With another September came the most anticipated event since June: school. Whether it had been dreaded or welcomed with excitement, all four-hundred and seventy two of us walked through the front doors once again after bidding our summers goodbye.
Blind Brook is a school which certainly I feel lucky to attend. There are countless clubs to join, sports teams to play for, and events to attend alongside our peers. But once all of this is put aside, the backbone of our entire school is revealed: our classes. Each class is handpicked with hours of aid from our guidance counselors, previous teachers and fellow students. At times, it seems that we are unsure of what we are getting ourselves into, but in the end we all hope that we’ve picked classes that’ll set us up for successful college applications and bright futures.
First period on the first day of school is the true moment of truth. The questions of whether or not the proper classes were picked are finally so many steps closer to being answered. In my head I tally the hours of work I stipulate I’ll have to do in order to succeed in this class. Often times it seems daunting, and I’m left wondering how it is humanly possible to do everything expected from my teachers on top of extracurricular work.
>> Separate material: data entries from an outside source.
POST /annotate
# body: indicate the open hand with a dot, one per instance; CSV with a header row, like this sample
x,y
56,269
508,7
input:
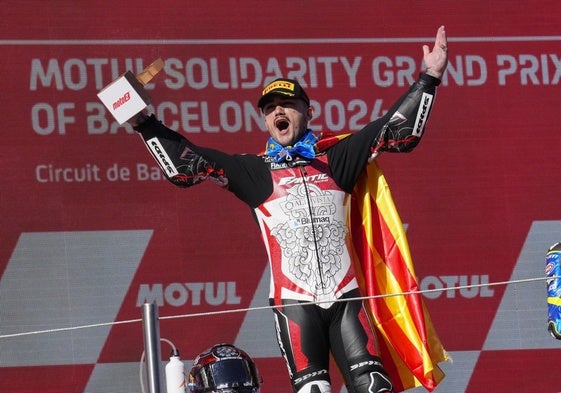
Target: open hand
x,y
437,59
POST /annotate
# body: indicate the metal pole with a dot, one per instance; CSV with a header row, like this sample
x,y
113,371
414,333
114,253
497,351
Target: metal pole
x,y
152,346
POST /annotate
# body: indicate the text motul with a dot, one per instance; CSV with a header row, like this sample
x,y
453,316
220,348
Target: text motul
x,y
190,293
161,157
126,97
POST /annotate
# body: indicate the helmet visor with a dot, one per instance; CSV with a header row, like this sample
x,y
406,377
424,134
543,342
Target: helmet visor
x,y
227,373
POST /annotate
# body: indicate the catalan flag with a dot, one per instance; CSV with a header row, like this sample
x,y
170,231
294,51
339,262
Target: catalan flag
x,y
409,345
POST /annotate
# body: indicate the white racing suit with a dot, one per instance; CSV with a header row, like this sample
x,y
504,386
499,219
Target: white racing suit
x,y
302,208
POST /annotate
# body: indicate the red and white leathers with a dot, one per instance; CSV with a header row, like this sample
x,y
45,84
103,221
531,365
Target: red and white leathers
x,y
302,207
307,215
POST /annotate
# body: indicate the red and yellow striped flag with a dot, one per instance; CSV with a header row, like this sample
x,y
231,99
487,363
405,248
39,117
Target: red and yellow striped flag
x,y
409,345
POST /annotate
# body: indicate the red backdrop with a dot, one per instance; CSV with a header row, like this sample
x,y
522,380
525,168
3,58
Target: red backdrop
x,y
91,230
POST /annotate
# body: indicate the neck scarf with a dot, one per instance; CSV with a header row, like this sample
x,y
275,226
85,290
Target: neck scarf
x,y
303,148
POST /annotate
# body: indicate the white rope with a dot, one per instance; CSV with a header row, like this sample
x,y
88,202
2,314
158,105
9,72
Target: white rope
x,y
239,310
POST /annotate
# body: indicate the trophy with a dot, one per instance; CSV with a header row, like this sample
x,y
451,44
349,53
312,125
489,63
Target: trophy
x,y
125,96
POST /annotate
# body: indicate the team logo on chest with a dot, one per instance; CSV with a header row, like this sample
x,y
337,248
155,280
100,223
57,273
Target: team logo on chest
x,y
312,238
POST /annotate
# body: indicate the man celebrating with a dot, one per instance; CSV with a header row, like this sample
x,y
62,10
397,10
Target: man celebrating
x,y
303,190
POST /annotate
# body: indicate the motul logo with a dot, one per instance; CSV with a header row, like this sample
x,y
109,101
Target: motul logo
x,y
161,156
422,114
126,97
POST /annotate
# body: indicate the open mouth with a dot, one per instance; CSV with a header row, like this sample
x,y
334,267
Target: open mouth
x,y
281,124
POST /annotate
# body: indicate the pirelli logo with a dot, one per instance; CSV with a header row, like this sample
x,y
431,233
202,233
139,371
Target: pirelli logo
x,y
279,85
Of course, by the time the first few weeks of school pass, many doubts are either refuted or validated.
As a junior, all of the stress seems to be heightened. Each bad grade seems to become a barrier standing in the way of receiving an admittance to a top college choice. The pressure is on to be able to participate in as many extracurriculars as we can all while juggling standardized test preparation. Thoughts of which of these seemingly countless factors will be of the most benefit to us in the long run flit across our minds. With all of this, becoming distracted or overwhelmed by simple school assignments occurs more often than not.
Perhaps the most prevalent question associated with the mysteries that are classes is: why take Advanced Placement (AP) classes? At Blind Brook, junior year is the first year we are allowed to take these classes, with a few exceptions. With everything fresh and new that we are getting a taste of, AP classes are definitely at the top the list. AP courses give high schoolers the ability to take classes with college-level curricula. In May, students take AP tests and in many cases are able to attain some form of college course credit if they receive high enough scores on the exams. The idea of being able to take these advanced classes can be extremely motivating and exciting to high school students.
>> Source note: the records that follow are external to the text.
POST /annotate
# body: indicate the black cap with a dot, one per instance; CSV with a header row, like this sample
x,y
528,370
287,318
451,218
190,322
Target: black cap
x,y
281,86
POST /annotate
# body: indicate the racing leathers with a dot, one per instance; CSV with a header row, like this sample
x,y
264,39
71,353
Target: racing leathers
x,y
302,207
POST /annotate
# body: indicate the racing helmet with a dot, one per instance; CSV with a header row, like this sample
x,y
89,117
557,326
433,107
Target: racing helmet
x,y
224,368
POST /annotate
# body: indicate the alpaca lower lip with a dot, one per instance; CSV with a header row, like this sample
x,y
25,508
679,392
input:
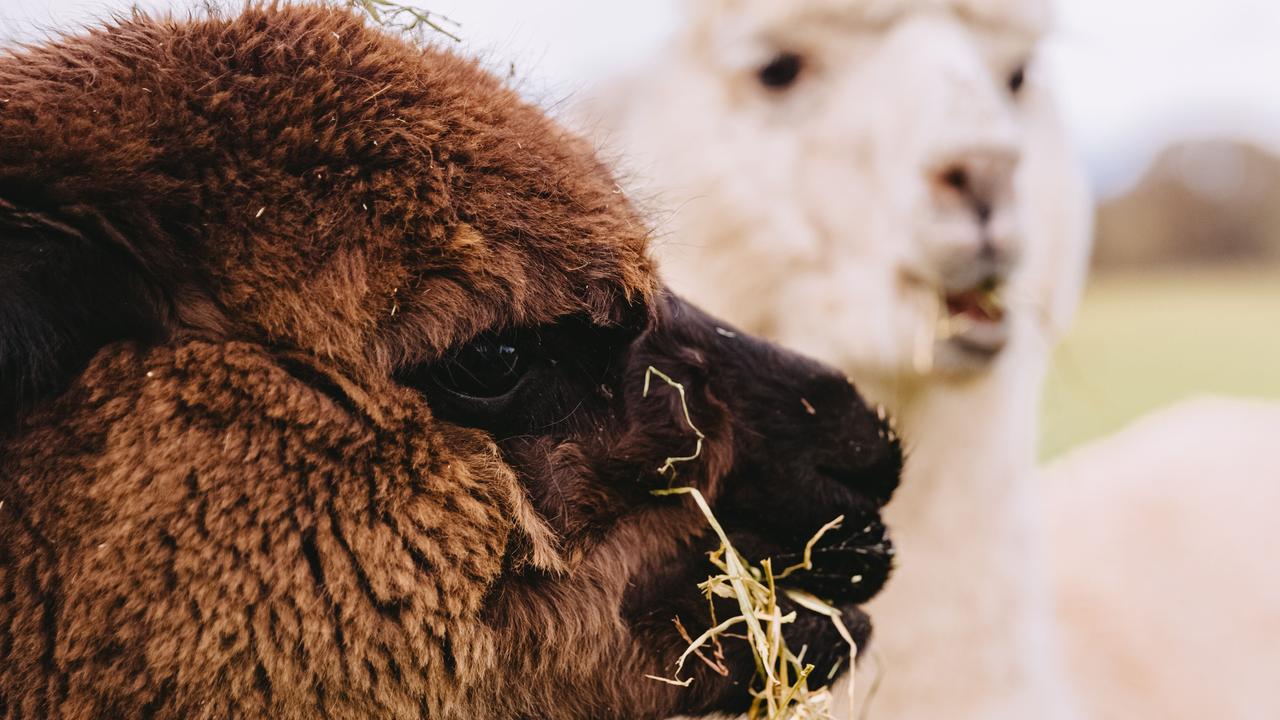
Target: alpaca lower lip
x,y
849,568
979,338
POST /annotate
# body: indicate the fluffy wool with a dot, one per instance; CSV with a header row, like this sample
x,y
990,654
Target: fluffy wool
x,y
321,363
803,159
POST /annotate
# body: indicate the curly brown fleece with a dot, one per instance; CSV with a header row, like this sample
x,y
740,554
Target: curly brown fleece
x,y
232,250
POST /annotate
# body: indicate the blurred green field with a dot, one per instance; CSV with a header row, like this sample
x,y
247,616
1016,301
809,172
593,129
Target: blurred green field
x,y
1146,341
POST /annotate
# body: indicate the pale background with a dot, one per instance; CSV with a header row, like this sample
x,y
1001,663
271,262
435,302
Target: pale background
x,y
1174,106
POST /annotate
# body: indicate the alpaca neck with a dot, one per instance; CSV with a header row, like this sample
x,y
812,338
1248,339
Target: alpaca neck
x,y
963,625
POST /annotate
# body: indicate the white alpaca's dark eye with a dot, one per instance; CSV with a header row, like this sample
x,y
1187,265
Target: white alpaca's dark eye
x,y
489,367
781,72
1018,80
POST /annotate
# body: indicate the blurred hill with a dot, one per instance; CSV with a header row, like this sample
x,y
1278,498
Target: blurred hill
x,y
1201,203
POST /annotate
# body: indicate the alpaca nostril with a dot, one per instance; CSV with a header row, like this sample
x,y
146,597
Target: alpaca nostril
x,y
956,178
976,180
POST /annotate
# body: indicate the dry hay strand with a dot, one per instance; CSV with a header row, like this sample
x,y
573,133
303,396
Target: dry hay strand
x,y
781,688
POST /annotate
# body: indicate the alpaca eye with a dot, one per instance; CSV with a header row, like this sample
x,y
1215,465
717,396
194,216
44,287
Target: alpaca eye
x,y
489,367
1018,78
781,72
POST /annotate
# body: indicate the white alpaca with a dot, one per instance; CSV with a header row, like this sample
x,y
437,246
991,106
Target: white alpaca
x,y
885,183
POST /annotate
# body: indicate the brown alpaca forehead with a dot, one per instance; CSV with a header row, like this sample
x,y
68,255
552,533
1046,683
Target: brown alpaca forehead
x,y
293,177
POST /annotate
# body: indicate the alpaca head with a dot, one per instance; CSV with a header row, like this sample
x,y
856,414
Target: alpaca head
x,y
323,393
867,180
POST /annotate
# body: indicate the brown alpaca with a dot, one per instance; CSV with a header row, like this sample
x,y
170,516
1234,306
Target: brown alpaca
x,y
320,396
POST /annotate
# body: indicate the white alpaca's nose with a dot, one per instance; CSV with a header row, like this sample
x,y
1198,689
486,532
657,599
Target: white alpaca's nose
x,y
972,196
977,181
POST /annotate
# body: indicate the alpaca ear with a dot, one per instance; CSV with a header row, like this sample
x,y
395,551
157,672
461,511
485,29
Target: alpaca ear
x,y
64,294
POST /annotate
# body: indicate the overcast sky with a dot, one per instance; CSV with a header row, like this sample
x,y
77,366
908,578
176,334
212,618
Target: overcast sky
x,y
1133,73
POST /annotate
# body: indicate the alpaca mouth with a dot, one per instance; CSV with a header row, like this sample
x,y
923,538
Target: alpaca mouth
x,y
974,319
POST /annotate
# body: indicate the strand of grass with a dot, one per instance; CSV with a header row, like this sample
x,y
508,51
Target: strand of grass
x,y
735,568
389,13
670,465
755,592
807,563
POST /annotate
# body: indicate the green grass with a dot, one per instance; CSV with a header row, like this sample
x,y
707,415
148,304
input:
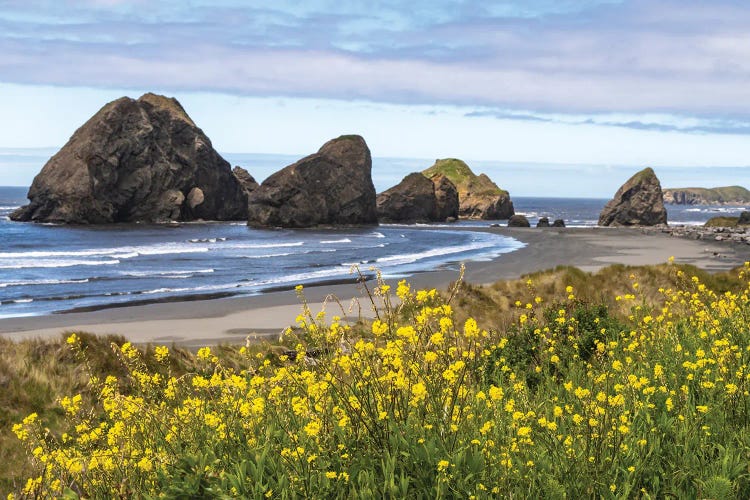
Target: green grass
x,y
727,194
629,382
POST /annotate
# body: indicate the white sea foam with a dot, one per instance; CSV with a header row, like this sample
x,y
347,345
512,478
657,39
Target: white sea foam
x,y
146,274
206,288
125,252
267,256
330,242
244,246
14,264
41,282
300,277
400,259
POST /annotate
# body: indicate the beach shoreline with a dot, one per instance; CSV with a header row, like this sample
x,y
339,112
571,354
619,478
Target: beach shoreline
x,y
264,316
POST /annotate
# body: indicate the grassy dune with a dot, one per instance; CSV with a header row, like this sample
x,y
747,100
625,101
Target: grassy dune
x,y
631,382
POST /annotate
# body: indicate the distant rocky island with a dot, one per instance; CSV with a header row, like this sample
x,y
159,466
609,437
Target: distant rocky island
x,y
728,195
140,160
638,202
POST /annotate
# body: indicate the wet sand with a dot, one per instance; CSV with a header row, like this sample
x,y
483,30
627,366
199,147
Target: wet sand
x,y
235,319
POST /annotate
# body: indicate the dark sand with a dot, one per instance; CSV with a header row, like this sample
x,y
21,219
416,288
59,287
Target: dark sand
x,y
236,319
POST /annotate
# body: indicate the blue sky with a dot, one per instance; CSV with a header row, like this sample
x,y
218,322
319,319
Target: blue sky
x,y
577,82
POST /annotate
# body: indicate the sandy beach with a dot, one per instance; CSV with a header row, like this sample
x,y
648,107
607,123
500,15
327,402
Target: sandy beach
x,y
194,323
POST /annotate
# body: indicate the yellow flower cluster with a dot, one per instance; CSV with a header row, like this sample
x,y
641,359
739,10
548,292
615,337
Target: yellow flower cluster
x,y
416,400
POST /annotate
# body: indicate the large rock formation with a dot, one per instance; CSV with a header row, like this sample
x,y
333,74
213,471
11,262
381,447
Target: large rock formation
x,y
446,198
638,202
479,197
411,200
332,186
419,199
136,160
729,195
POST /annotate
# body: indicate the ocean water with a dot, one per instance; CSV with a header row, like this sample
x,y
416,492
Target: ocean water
x,y
46,268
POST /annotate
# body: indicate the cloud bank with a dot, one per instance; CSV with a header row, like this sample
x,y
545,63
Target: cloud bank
x,y
680,65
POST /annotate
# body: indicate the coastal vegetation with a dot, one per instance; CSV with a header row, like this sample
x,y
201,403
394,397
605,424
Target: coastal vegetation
x,y
707,196
479,197
632,381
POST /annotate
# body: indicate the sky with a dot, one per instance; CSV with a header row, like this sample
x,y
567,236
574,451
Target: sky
x,y
591,85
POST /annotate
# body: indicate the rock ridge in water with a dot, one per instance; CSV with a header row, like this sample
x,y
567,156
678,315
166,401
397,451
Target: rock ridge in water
x,y
728,195
479,197
638,202
138,160
331,187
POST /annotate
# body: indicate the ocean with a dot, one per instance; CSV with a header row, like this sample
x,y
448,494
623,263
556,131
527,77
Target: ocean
x,y
46,268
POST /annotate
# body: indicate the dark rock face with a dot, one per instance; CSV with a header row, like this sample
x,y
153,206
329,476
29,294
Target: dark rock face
x,y
446,199
136,160
518,221
411,200
479,197
727,195
638,202
246,180
332,186
419,199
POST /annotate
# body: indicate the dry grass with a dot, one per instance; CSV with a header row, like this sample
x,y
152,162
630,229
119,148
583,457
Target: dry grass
x,y
35,374
494,306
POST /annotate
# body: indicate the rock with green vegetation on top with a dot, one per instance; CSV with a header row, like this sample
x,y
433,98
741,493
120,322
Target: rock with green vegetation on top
x,y
729,221
518,220
478,196
638,202
418,199
331,187
729,195
136,160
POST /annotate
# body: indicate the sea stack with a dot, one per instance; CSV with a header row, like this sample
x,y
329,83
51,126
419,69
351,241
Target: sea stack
x,y
638,202
478,196
419,199
138,160
331,187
Each course has its reputation. We’ve all heard that one may have no homework or that the tests are impossible in another. But in reality, the only thing that matters is how you approach the class. As long as you’re interested in the subject matter and put in the effort to do well, you’re on the way to success.
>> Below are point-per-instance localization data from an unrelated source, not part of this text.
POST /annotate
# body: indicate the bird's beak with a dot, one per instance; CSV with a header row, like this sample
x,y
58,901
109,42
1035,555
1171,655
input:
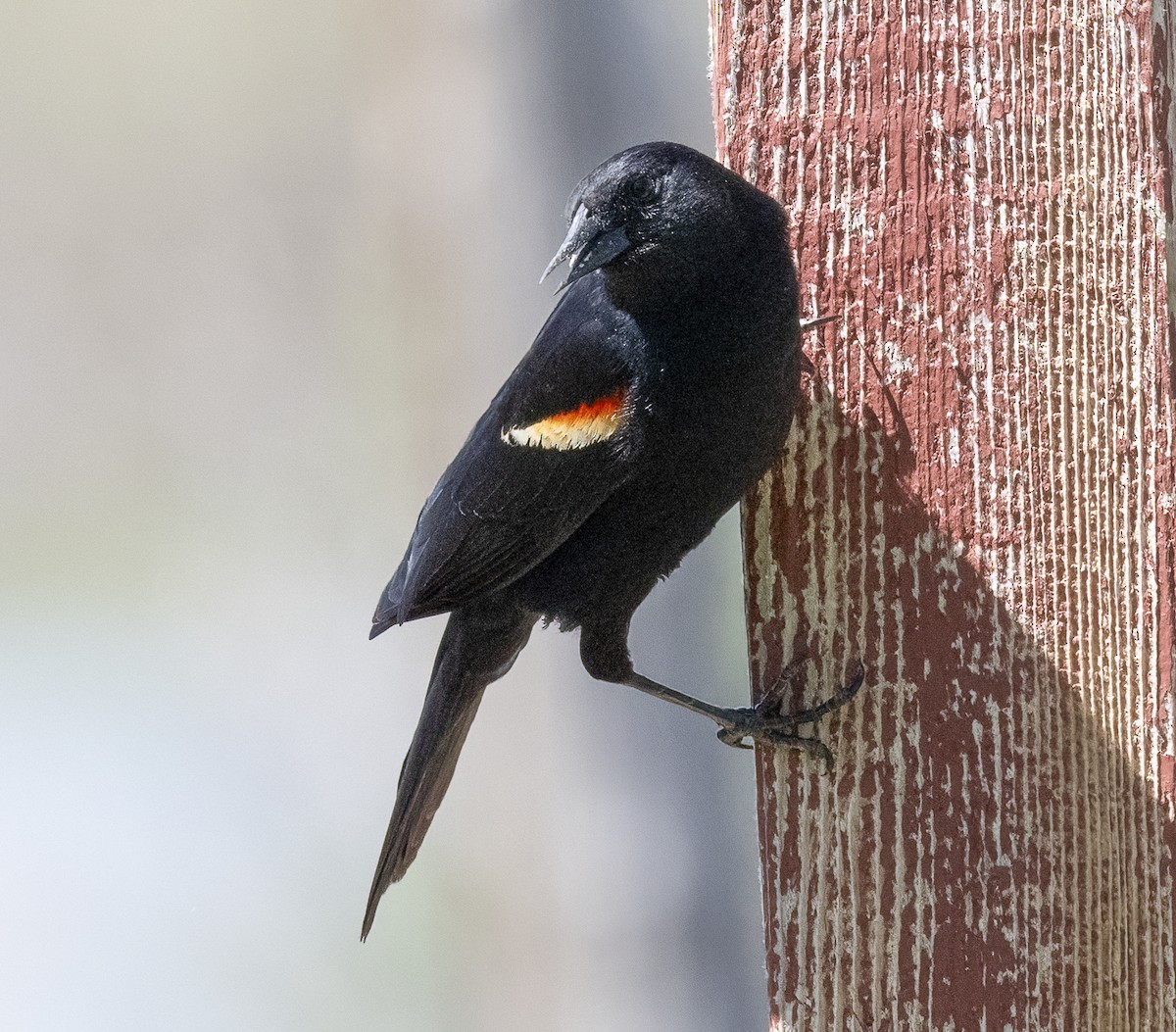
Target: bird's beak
x,y
588,246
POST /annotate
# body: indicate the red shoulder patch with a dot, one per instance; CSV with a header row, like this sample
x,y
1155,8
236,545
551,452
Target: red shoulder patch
x,y
588,423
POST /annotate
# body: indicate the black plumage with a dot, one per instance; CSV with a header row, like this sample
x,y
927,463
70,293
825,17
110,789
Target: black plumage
x,y
659,391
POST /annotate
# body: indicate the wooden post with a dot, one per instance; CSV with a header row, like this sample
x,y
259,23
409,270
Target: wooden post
x,y
979,503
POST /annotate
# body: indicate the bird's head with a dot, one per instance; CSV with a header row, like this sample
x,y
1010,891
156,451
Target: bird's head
x,y
650,202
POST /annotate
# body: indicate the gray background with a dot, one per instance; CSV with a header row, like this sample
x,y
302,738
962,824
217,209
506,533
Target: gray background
x,y
264,266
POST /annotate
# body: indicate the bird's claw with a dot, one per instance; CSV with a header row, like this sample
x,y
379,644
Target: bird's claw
x,y
762,723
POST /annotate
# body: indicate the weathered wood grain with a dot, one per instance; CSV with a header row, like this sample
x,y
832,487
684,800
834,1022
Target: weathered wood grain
x,y
979,503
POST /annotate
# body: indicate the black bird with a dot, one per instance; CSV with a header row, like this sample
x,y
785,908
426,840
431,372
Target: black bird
x,y
659,391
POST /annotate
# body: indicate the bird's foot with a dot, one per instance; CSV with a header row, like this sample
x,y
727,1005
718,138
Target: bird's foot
x,y
764,723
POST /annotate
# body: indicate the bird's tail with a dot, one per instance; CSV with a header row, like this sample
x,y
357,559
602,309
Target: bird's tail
x,y
476,649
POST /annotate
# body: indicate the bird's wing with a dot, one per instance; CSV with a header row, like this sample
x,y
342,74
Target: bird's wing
x,y
556,442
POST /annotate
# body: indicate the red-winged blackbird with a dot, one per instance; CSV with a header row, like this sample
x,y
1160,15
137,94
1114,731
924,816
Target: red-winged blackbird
x,y
659,391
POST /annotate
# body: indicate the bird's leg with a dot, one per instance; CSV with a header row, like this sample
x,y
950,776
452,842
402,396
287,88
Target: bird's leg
x,y
763,721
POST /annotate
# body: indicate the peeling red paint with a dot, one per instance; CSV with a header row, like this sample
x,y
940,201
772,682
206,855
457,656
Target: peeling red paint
x,y
980,505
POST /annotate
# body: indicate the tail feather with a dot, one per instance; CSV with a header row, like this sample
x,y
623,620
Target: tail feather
x,y
473,654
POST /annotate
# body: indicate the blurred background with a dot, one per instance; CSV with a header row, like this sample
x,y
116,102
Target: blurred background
x,y
264,265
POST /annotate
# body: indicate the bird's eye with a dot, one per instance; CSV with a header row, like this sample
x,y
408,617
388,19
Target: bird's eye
x,y
642,189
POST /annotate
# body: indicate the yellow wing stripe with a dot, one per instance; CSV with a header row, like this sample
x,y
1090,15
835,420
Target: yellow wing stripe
x,y
591,422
The compilation of all these thoughts is an early reflection as a junior on the classes, activities and stressors which typically give this year the infamous title of “he11 year”. In a competitive district such as Blind Brook, it is very easy to get caught up thinking about grades and how to be the most prepared for when we have to submit our college applications next year. But high school isn’t supposed to be interminable. It’s supposed to be a time for us to learn and to grow. Even though we all should be thinking about our futures, it’s important for us to set aside time to make memories and enjoy the present.